Markus Eyting, PhD, and Min Xie, PhD, postdoctoral scholars in primary care and population health, are the study’s co-lead authors.
A natural experiment
But two years ago, Geldsetzer recognized a fortuitous “natural experiment” in the rollout of the shingles vaccine in Wales that seemed to sidestep the bias. The vaccine used at that time contained a live-attenuated, or weakened, form of the virus.
The vaccination program, which began Sept. 1, 2013, specified that anyone who was 79 on that date was eligible for the vaccine for one year. (People who were 78 would become eligible the next year for one year, and so on.) People who were 80 or older on Sept. 1, 2013, were out of luck — they would never become eligible for the vaccine.
These rules, designed to ration the limited supply of the vaccine, also meant that the slight difference in age between 79- and 80-year-olds made all the difference in who had access to the vaccine. By comparing people who turned 80 just before Sept. 1, 2013, with people who turned 80 just after, the researchers could isolate the effect of being eligible for the vaccine.
The circumstances, well-documented in the country’s health records, were about as close to a randomized controlled trial as you could get without conducting one, Geldsetzer said.
The researchers looked at the health records of more than 280 000 older adults who were 71 to 88 years old and did not have dementia at the start of the vaccination program. They focused their analysis on those closest to either side of the eligibility threshold — comparing people who turned 80 in the week before with those who turned 80 in the week after.
“We know that if you take a thousand people at random born in one week and a thousand people at random born a week later, there shouldn’t be anything different about them on average,” Geldsetzer said. “They are similar to each other apart from this tiny difference in age.”
The same proportion of both groups likely would have wanted to get the vaccine, but only half, those almost 80, were allowed to by the eligibility rules.
“What makes the study so powerful is that it’s essentially like a randomised trial with a control group — those a little bit too old to be eligible for the vaccine — and an intervention group — those just young enough to be eligible,” Geldsetzer said.

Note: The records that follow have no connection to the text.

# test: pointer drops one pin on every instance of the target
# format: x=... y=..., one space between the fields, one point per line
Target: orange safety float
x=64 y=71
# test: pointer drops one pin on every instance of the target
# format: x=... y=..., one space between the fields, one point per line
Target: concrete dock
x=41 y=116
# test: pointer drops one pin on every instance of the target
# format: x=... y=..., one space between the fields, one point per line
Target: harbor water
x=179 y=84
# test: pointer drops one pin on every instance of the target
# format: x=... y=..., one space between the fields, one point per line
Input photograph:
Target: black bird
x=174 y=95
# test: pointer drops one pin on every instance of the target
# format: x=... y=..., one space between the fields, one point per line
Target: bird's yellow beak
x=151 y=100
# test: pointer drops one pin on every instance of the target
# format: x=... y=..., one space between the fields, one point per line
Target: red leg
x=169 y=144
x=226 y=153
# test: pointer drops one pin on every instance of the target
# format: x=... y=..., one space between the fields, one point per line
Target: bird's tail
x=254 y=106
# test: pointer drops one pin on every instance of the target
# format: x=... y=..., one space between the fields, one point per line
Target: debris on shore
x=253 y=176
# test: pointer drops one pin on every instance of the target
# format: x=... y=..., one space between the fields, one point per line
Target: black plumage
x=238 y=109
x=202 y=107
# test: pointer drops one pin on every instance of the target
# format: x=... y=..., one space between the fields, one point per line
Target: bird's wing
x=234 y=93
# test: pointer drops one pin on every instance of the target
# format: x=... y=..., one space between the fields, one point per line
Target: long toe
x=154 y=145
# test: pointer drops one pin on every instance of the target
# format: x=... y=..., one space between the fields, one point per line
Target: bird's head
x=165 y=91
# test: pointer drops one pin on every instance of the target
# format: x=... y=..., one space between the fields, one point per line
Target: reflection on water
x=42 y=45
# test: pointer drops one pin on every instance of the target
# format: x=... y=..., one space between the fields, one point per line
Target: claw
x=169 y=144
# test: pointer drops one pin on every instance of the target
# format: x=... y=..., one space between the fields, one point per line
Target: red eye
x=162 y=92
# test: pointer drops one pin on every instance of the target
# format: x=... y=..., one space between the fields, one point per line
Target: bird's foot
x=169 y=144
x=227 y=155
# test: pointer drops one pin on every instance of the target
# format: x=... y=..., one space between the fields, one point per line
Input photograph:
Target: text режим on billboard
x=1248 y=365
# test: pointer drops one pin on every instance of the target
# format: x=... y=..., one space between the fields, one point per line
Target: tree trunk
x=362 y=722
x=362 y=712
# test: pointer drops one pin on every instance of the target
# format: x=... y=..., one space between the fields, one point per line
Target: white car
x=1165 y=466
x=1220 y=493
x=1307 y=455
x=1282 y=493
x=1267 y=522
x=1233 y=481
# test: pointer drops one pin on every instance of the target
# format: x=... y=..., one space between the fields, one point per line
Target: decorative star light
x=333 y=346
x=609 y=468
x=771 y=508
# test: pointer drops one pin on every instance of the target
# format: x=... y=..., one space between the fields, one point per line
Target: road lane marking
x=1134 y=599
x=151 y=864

Protection against dementia
Over the next seven years, the researchers compared the health outcomes of people closest in age who were eligible and ineligible to receive the vaccine. By factoring in actual vaccination rates — about half of the population who were eligible received the vaccine, compared with almost none of the people who were ineligible — they could derive the effects of receiving the vaccine.
As expected, the vaccine reduced the occurrence over that seven-year period of shingles by about 37% for people who received the vaccine, similar to what had been found in clinical trials of the vaccine. (The live-attenuated vaccine’s effectiveness wanes over time.)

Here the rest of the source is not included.